Absicherung von Risiken durch Exportkreditgarantien des Bundes

Mit den verschiedenen Produkten, die im Rahmen der Exportkreditgarantien angeboten werden (sog. „Hermesdeckungen“), sichert der Bund wirtschaftliche und politische Risiken im Zusammenhang mit einem Exportgeschäft ab. Nachdem der Iran seine Altschulden aus früheren hermesgedeckten Geschäften am 20. Juni 2016 getilgt hat, werden grundsätzlich wieder Garantien für Geschäfte mit Iran-Bezug übernommen. Die ersten Anträge für 22 Exportgeschäfte mit einem Gesamtvolumen in Höhe von ca. 427 Mio EUR wurden bereits positiv entschieden. Über 20 weitere Anträge mit einem Deckungsvolumen von ca. 2,3 Mrd EUR sind gestellt und werden derzeit geprüft. Bislang wurden vor allem Geschäfte mit kurzfristigen Zahlungsbedingungen gedeckt. Unter den zu prüfenden Anträgen finden sich allerdings auch Geschäfte zu Kreditbedingungen.
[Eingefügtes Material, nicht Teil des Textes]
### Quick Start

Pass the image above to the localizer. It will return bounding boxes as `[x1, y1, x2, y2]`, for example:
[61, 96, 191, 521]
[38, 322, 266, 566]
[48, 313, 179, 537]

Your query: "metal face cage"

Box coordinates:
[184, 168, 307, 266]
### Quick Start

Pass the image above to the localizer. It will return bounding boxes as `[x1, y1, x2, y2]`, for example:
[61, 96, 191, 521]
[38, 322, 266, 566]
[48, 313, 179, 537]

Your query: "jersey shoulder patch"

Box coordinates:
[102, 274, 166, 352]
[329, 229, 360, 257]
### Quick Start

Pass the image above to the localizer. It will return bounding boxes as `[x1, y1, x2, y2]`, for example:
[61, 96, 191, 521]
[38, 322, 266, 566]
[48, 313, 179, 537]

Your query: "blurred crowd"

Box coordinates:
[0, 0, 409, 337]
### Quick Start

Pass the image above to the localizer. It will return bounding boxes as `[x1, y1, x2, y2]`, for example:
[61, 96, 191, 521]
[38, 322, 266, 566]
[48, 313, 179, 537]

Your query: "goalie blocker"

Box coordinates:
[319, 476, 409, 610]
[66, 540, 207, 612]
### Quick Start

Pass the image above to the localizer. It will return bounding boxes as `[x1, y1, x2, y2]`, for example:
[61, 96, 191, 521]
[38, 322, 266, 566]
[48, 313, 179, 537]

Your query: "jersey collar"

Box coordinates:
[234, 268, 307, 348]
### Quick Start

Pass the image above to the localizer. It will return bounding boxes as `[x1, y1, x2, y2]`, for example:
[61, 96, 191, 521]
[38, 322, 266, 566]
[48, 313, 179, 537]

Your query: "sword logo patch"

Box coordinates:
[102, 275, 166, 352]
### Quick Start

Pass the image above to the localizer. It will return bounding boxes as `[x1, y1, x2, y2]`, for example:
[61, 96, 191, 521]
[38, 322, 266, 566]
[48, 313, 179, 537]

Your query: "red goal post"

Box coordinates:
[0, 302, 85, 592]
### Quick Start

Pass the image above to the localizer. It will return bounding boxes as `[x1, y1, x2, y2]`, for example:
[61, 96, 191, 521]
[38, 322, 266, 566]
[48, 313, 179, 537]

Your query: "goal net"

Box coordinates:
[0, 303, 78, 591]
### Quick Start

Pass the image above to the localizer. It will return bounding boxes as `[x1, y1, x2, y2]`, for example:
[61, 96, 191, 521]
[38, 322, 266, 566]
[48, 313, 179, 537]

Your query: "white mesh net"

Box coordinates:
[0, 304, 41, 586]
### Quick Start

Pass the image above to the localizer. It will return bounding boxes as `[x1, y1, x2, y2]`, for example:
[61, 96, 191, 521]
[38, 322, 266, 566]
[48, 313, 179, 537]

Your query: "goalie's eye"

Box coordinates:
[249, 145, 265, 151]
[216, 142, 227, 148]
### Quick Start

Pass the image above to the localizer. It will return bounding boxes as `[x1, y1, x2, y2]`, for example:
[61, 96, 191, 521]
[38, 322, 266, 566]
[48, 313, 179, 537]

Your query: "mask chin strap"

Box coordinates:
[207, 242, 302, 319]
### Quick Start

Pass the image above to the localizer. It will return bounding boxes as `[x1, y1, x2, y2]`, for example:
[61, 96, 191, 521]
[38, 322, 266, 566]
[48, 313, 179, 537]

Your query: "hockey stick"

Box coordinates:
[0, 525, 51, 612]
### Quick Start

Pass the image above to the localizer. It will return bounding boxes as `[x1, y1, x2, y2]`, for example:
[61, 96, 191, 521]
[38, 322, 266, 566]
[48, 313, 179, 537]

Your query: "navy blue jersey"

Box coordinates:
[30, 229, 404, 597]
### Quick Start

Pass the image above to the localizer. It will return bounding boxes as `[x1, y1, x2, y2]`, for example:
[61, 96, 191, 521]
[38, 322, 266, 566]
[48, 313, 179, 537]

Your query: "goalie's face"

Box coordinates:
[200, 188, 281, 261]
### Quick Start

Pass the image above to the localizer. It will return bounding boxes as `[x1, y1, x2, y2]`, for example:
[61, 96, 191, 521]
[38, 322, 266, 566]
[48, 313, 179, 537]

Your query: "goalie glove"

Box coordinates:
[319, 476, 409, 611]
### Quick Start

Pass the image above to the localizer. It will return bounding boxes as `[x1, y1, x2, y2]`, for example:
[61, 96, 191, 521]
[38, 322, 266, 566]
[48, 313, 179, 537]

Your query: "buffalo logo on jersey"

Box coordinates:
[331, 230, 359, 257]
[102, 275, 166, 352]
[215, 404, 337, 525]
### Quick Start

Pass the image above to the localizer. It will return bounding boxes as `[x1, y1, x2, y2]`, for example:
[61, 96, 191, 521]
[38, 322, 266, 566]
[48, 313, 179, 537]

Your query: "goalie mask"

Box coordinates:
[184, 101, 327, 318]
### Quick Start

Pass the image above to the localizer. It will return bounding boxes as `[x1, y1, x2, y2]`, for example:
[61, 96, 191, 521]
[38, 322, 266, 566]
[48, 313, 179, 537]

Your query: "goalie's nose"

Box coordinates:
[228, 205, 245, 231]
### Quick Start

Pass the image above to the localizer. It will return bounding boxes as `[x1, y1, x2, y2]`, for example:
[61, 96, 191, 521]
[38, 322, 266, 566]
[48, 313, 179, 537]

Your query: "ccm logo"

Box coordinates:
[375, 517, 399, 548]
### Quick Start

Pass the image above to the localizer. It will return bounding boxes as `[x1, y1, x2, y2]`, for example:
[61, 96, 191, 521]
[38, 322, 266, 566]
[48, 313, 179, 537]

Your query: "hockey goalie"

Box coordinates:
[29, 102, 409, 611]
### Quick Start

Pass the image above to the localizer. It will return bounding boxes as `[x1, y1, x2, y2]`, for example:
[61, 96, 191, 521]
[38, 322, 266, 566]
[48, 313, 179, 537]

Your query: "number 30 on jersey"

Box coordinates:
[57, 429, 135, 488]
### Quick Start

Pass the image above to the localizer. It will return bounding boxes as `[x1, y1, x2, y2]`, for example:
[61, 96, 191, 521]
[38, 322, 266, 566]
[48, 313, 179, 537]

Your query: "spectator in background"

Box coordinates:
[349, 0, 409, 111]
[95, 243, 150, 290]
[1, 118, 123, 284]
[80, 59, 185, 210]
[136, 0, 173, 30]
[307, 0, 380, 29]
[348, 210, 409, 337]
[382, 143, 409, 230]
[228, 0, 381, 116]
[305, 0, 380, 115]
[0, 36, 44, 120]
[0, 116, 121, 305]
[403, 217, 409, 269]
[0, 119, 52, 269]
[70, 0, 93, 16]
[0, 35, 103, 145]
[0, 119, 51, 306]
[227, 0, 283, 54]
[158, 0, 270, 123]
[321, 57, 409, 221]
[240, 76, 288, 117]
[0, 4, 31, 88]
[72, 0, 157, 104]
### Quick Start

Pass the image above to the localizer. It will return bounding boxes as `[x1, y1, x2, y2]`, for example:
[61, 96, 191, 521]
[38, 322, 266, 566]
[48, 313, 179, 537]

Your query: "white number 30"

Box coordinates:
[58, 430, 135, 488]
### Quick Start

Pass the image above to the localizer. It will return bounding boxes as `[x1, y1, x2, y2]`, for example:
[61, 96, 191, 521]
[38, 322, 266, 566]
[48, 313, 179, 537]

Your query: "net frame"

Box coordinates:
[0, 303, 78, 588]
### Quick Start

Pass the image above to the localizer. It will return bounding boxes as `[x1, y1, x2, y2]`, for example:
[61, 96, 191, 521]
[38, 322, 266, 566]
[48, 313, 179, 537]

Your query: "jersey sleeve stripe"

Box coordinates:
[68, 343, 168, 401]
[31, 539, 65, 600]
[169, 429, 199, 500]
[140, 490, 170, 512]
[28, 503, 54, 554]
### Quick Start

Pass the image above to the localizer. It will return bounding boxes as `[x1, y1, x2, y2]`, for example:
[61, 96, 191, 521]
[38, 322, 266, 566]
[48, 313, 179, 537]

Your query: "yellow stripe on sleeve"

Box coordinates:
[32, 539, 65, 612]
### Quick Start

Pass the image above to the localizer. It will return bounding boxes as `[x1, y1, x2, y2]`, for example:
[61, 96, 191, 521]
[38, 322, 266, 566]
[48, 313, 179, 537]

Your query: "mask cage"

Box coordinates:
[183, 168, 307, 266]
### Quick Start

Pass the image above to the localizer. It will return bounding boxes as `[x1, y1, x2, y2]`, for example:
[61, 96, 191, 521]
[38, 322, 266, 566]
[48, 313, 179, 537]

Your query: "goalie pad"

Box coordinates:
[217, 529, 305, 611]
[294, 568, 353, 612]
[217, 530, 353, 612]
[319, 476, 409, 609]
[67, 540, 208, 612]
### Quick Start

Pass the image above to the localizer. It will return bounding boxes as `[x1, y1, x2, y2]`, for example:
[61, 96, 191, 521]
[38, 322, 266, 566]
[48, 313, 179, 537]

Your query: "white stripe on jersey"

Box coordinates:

Das Snap-back-Risiko wird seitens des Bundes im Schadensfall wie das Risiko der Neueinführung von Sanktionen behandelt.

Ausblick

Gerade im Hinblick auf die regulatorischen Bedingungen (z.B. Standards zur Geldwäsche und zur Terrorismusfinanzierung, Bilanzen, Ratings) haben die iranischen Banken bereits erhebliche Fortschritte erzielt. Neben der Europäisch-Iranischen Handelsbank gibt es auch weitere Banken, die bereits Iran-Geschäfte finanzieren. Auch verschiedene – bislang eher kleine – deutsche Banken sind im Iran-Geschäft tätig. Trotz gewisser Unsicherheiten hinsichtlich der Politik der neuen US-Administration lohnt die genaue Prüfung der Risiken, aber auch der Möglichkeiten in Bezug auf zukünftige Iran-Geschäfte. Selbst das US-Recht verhindert bei sorgfältiger Ausgestaltung der Transaktion keineswegs das Iran-Geschäft von EU-Tochterunternehmen von US-Gesellschaften, und auch die Finanzierung ist – entgegen häufig geäußerter Befürchtungen – sowohl rechtlich als auch praktisch möglich.